The Board of Trade could do little on its own, however, particularly in the face of determined opposition by the colonial Assemblies. In 1756, the outbreak of a new war with France forced Halifax to suspend his imperial activities for the duration. At that point, imperial control over the colonies was scarcely greater than eight years before, when Halifax had begun his efforts. But this very failure set the stage for a new and far greater push for restoration of control over the colonies when the war was over, a push inspired by increasing fears by the nonliberal forces in Britain that colonial independence had nearly gotten out of hand.
*

One example of the failure of Halifax to crack down on smuggling in the colonies was the case of the Philadelphia firm of William Allen and Company, which had become prominent in the smuggling trade from the French West Indies, and was thus able to undersell the “legitimate” importers. By a happy arrangement, the royal collector of customs, whose task it was to enforce the laws, was Abraham Taylor, who happened to be a member of the Allen firm.

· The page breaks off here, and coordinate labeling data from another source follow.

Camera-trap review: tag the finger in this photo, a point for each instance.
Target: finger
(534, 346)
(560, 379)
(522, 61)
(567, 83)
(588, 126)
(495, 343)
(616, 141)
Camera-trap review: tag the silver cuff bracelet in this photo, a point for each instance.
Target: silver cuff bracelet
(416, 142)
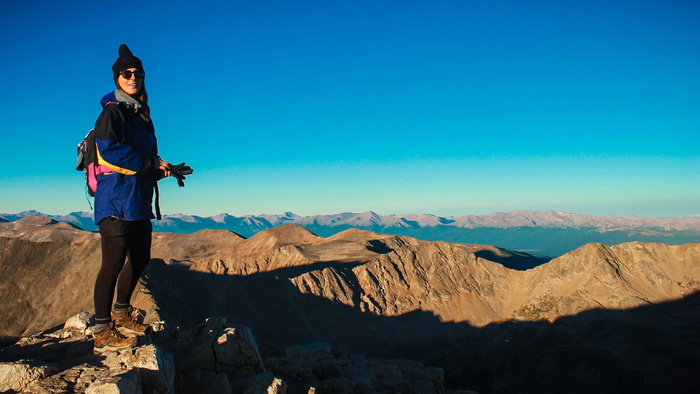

Taylor’s pursuit of the policy of salutary neglect is hardly surprising.

                    

*
John A. Schutz,
William Shirley
(Chapel Hill: University of North Carolina Press, 1961), p. 84.

*
On Halifax’s efforts after 1748, see Jack P. Greene, “An Uneasy Connection,” in S. Kurtz and J. Hutson, eds.,
Essays on the American Revolution
(Chapel Hill: University of North Carolina Press, 1973), pp. 68–74.

37
Early Phases of the French and Indian War

The Treaty of Aix-la-Chapelle left unresolved the main force for war in European relations: the insensate desire of the English war party for imperial expansion and aggression. The powerful war party was headed by the Duke of Cumberland, the favorite son of King George II, a military leader who had well earned the title “butcher” in suppressing the Jacobite rebellion in Scotland in 1745; Cumberland’s protégé Henry Fox; the Duke of Bedford, at the powerful post of secretary of state for the Southern Department; and, above all, William Pitt. The half-insane Pitt was the prototype of a modern politician: possessed of a charismatic personality, Pitt’s oratory could sway the masses for ever more grandiose war programs. Yet there was method in his madness. Pitt was consistently the spokesman for the imperial clique of London merchants and financiers. Underneath the cloud of patrioteering verbiage that could mobilize the masses, a hard core of vested economic interests was being effectively pursued.